Friday, October 06, 2006
Friday, October 06, 2006 ●

fighting back the tears in my eyes yet trying to sustain the joy present in me
i don even treat this streaming seriously. n i don even feel regretful. maybe is partly coz my mind is not in the studying state now.n is also partly coz i haven got back my results yet. I AM preparing fer the worst. Had lit n math ytd. n i nearly cry during the math paper 1. the whole paper is quite sulky lar. it is the first time tt i m soo scared during math paper. haiz... i m simply juz sooo shagged. i m so scared tt my hands are trembling. I keep praying in my heart. But i muz realli txks God fer giving me the courage to face this exam without crying. But after math paper, i realli feel lyk crying. I was holding back my tears. I don even wanna gif a chance fer those tears to well up in my eyes. everything juz sux ytd lar. went home n i was damn slacked n tired. so after i bathe, went to slp fer 2 or 3 hrs. wake up, eat dinner. started doing my art until 12. until this morning in the train, is my first time flipping thru the history bk. wen i reach sch, i saw all my classmates studying fer history. But i juz can't bring myself to study! even wen they announce tt we got extra 30 min to revise fer our exam, i juz can't revise lar. n i was holding back my tears again. i was sooo damn scared. i never even revise fer my history. n wadeva i read juz can't get into my mind. i m realli in a state of panic. During flag raising, i was mentally preparing myself to FLUNK the whole paper. But i juz can't imagine how sad i will feel on tt dae wen i receive my results. The next moment i noe dere was tears in my eyes lar. n my vision was quite blur. can't possibly cry during national anthemn rite. I was trying HARD to fight back my tears. I HUV been TRYING the whole morning. I manage to succeed. I find studying wif tania hazel n suan so relaxing. realli. it is this relax tt they provide me tt gif me the determination to hold back my tears. I urge myself not to cry. What's done cannot be undone. Am i right?
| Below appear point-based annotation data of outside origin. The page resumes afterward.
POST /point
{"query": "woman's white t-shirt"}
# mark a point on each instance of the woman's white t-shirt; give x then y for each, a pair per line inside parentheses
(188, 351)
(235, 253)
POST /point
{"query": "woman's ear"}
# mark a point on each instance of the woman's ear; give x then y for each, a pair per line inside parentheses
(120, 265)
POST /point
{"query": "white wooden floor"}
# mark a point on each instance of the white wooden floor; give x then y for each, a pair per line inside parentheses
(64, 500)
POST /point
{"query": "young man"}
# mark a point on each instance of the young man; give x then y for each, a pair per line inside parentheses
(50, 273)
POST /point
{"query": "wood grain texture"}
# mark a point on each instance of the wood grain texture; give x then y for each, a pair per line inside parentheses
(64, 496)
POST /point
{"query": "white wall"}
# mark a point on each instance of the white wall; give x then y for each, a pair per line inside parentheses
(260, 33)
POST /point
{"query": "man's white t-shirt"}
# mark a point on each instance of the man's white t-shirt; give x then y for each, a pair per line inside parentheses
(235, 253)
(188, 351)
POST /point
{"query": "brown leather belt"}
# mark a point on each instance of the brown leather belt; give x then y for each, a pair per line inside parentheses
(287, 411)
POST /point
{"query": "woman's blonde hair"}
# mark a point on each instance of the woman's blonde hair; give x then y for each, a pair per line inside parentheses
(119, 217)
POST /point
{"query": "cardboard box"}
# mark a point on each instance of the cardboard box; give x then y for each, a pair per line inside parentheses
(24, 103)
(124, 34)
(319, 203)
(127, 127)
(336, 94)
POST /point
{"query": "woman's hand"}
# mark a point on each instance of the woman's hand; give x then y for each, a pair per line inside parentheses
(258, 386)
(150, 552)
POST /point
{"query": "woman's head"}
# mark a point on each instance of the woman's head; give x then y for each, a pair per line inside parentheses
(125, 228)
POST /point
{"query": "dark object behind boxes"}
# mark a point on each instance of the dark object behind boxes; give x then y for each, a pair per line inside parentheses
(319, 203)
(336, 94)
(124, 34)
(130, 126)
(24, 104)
i was not anxious or nervous during the history paper. dere's a lot of question tt i dunno how to do. n i got the format fer SBQ n the essay qs. all WRONG! n i juz can't tell the difference between one side n two side. I AM JUZ NOT IN THE MOOD TO STUDY N DO ANYTHING TODAE! my mind was blank. so i skip to do the SEQ. It was at LEAST better than the SBQ qn. Let me tell u y i m not scared during the exam. coz i m alreadi prepared to flunk the paper. n huv i gif up on history??? i realli duuno the ans fer this.
went fer recess wif hazel tania n wingyan. after tt was art exam. it is the most slack n relaxing exam tt i had. i actually enjoy the art exam. but i juz can't produce an artistic art piece. hmm...but i realli enjoy myself lar. feel so relieved tt art n history r over. hmm after tt went BK wif cindy xiner kalyn n wingyan. met joanne n her friend dere. they were studying fer sci. hmm...anw we were lyk so noisy in dere lar haha. n inside is damn hot tt i think i was sweating. but i realli enjoy myself dere. it was juz lyk after exam. feel so relax. is juz lyk a de-stress session. we were laughing lyk hell lar. haha until dere's tears in my eyes. my stomach pain. but the tears are happy tears. not sad tears haha. realli enjoy myself dere lar.
going to huv my LAST paper on mon. which is sci.
n i m so not going to do well fer streaming. i juz can't bring myself to my senses.